Now, if you went out and looked at the stars, if you got away from the city and got up to a mountain, maybe in the western part of the state, how many stars do you think you could count?  Well, I know it depends on your character, doesn’t it?  Some of you have a long attention span and some of you a little bit shorter.  Alright.  So, you’d get to about 100 and say, “Gee, that was fun.  What are we doing next?”  Okay, but others would stick with it, and they tell me I’ve never done it, being of the shorter attention span in this matter.  Okay, but they say you can count several thousand stars with the unaided eye.  Now, if you were looking and you could see the Milky Way, you would have a sense that there was more here than met the eye, right?

I mean, yeah, I can see these distinct points of light, but there’s more here, isn’t there?  And, suppose your friend Galileo was standing next to you and said, “Here, try this,” and hands you, his telescope.  Oh boy, all of a sudden, a lot more stars, and you count and count and count and count, and you get up to the tens of thousands now.  But then there’s this same phenomenon, again, there are these hazy areas and you just can’t make it out, and so it goes, and so it goes, Mount Palomar, Hubble Space and we keep seeing the same thing.  It never ends.  We have no idea how many stars there are.  You know there is a lot, but you feel there might be more, and so it is also with the promises of God, “I don’t have any idea, God, what are you going to do in my life but I know it’s going to be glorious.”  And so, God used the stars to display His promise to Abram, “So shall your offspring be.”

Abram’s Justification by Faith Alone

Central Question of Our Existence:  How Can I be Saved?

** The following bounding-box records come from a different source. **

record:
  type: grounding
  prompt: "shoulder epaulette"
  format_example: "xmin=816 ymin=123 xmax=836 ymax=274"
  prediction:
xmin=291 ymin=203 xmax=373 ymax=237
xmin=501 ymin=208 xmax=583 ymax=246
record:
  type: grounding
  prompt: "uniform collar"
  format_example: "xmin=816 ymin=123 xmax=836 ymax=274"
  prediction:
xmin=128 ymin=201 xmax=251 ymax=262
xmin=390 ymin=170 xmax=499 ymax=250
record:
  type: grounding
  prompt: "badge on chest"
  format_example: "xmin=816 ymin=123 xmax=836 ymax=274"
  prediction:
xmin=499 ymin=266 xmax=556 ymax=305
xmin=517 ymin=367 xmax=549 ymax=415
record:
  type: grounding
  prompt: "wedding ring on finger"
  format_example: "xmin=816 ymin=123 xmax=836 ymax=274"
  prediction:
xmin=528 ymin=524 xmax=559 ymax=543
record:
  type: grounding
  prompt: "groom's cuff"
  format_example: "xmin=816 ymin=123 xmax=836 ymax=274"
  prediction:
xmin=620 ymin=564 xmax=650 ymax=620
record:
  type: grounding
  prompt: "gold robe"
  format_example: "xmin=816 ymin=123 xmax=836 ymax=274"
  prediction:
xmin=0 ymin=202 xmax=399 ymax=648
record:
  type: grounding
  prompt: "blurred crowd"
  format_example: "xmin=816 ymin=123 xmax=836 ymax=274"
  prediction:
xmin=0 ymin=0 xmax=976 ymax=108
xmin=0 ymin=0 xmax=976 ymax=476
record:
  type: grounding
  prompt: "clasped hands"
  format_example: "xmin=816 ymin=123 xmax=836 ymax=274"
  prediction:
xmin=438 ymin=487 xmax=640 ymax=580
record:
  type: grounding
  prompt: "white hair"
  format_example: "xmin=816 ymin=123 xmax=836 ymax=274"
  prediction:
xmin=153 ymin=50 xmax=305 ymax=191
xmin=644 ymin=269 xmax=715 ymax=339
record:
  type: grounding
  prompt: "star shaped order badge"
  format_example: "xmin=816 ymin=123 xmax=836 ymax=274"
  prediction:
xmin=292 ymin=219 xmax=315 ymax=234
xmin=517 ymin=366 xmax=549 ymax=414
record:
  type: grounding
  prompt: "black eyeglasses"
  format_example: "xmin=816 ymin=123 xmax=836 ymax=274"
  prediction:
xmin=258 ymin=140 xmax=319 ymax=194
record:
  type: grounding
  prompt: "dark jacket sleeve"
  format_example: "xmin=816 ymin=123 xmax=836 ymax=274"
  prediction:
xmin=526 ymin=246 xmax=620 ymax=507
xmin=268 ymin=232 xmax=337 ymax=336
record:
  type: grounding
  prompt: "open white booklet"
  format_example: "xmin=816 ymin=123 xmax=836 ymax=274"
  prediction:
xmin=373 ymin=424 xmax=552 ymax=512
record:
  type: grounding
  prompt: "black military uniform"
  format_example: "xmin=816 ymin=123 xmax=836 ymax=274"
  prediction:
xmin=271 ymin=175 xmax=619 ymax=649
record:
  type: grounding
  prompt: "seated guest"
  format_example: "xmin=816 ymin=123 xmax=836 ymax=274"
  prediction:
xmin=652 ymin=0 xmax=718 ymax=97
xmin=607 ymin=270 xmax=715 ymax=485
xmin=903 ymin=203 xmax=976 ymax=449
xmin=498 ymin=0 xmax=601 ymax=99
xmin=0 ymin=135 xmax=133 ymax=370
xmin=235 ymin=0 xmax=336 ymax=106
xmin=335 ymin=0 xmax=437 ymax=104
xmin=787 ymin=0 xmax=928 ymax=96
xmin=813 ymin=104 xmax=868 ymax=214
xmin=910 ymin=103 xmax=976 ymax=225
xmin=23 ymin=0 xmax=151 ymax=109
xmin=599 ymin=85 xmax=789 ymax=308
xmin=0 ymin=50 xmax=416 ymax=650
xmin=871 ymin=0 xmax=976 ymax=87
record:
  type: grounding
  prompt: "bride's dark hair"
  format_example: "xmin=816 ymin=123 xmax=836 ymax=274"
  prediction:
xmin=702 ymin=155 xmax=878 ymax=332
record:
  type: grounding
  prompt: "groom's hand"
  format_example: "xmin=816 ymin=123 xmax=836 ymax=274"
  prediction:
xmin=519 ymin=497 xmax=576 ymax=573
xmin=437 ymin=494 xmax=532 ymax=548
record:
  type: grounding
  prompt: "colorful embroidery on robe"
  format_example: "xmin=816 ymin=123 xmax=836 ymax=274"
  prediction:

And now, in Verse 6, we come to the pivotal moment of his eternal existence.  I’m talking about Abram.  It says, “Abram believed the Lord, and he credited it to him as righteousness.”  The central question of your existence is this.  You may not know it is, but it is, how can a wicked sinner stand righteous before a holy God?  That’s it.  Now, there are different ways to phrase it, but bottom line is, how can a sinner stand righteous before God on Judgment Day?  Does that question matter to you, does it make a difference to you how a sinner can stand holy and righteous before God on Judgment Day; if you’re a Christian, you better believe it matters to you.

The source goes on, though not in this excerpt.